Here are some links I’ve found in a morning of web-wide wanderings.
Machine Translation is beginning to develop phrase-based systems, supposedly to help eliminate ambiguity.
What’s the connection? Both seem to me to open the doors for some pretty scary stuff. The CIA monitoring blog content is one thing, but with the rising rightwing’s neglect of things like, say, civil rights and freedoms, I think the possibility of Chinese-styled censorship is not necessarily a thing only of SF… not in the the mid-range future, anyway. Of course, it needn’t be full-on suppression, just creative approaches to reducing the visibility and searchability of priavte-produced content that doesn’t agree with the oligarchic agenda.

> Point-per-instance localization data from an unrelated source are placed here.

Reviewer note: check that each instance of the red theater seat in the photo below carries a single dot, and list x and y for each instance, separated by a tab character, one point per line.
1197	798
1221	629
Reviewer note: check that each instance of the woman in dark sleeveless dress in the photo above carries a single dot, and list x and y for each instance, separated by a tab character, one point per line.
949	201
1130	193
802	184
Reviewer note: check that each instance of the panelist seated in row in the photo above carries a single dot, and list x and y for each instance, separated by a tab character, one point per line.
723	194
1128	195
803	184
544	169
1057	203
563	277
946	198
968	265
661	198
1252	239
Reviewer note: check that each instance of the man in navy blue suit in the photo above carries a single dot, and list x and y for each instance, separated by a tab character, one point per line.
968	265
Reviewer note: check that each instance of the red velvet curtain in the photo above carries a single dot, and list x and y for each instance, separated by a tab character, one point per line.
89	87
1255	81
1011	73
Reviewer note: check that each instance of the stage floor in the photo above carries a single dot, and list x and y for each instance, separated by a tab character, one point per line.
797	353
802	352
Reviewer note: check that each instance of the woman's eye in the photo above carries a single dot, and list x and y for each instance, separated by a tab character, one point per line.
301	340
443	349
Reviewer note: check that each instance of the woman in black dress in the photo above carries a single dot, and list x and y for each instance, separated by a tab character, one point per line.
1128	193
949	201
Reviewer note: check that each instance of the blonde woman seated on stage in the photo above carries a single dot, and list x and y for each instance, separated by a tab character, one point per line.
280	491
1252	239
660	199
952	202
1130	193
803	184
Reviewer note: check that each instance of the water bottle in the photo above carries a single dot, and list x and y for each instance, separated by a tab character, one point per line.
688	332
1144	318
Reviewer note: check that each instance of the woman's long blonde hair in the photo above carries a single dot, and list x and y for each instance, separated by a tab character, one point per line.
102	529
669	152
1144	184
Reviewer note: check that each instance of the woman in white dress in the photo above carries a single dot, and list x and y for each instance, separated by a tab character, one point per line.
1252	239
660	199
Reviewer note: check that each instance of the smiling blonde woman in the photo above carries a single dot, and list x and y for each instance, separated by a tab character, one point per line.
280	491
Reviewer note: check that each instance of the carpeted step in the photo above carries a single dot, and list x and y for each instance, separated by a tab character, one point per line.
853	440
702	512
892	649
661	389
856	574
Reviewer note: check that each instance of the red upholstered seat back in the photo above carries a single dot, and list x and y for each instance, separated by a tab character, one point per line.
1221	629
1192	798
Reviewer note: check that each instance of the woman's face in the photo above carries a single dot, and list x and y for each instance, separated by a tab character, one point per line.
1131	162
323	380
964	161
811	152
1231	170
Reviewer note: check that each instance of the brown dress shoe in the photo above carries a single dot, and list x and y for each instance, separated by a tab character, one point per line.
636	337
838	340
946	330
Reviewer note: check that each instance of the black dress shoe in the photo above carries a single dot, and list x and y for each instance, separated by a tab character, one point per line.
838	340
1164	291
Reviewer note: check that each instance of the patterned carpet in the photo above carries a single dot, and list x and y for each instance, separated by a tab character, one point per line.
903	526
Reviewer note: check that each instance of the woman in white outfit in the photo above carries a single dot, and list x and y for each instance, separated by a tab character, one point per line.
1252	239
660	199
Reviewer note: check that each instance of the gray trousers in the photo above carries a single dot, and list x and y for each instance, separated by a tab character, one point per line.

And what about this translation stuff? I’ve heard a lot of chatter for years about how instantaneous Machine Translation is the holy grail of translation technology. I don’t buy it! The problem with instantaneous translation by machine is that it cannot clarify. Watching the translators at the film festival this week, translating questions by audience members into languages that directors speak, and translating answers into Korean (and sometimes into English), I was struck by the amount of clarification that the translators needed. They checked about all kinds of things, from specific words, intended meanings of words, and scopes of intended meanings. Sometimes they needed something rephrased in order to be sure of how to translate something, and sometimes they seemed unsure of the connection of two parts of an answer and needed to make sure they understood before conveying the intended meaning of a statement.
This shows us something absolutely crucial to the issue of translation: translation involves the transmission of meanings, that is, sets of concepts that are rendered transmissible within one set of arbitrary signs (such as English words) and melting them down to their signified meanings; thereafter, the translation is a re-casting of the same concepts in another set of arbitrary signs (such as English words). The fact that the translator’s understanding of the ideas conveyed by the content is so crucial, suggests to me that a machine that cannot understand cannot truly translate.
Secondly, the fact that a phrase-based translation system is envisaged seems dangerous to me. There are, after all, only a limited number of phrases one can punch into the database. Sometimes idioms have direct translations, such as “Yuyu Sangjong” in Korean to, “Birds of a feather flock together,” in English. But whole phrases? It seems to me this will profoundly limit the kinds of things that will be readable across a language barrier, and it’s not too big a leap of the imagination to think that the selection of which phrases get translative proirity will probably be, at least in part, determined by someone’s political agenda(s). The nightmare of Orwell’s Newspeak from the novel 1984 is really unlikely as a spoken language, but if a “translatability standard” is set up for the Web (as Ray Kurzweil suggests is possible in some of his writings) then the kinds of things we can say will be limited not only to foreign readers in other languages but also in the original document.
And no, this is not better than the document being inaccessible as it would have been before translation tech came along, because limited documents and the appearance of powerful translation tech that also necessitates limited content is a really dangerous thing.
So I think, for the time being, we’d better stick to multilinguality and to using human translators: they may also have political agendas, but those are individual, and not implicit in the whole process of translation itself. It’s a lot safer to let humans do this very human work.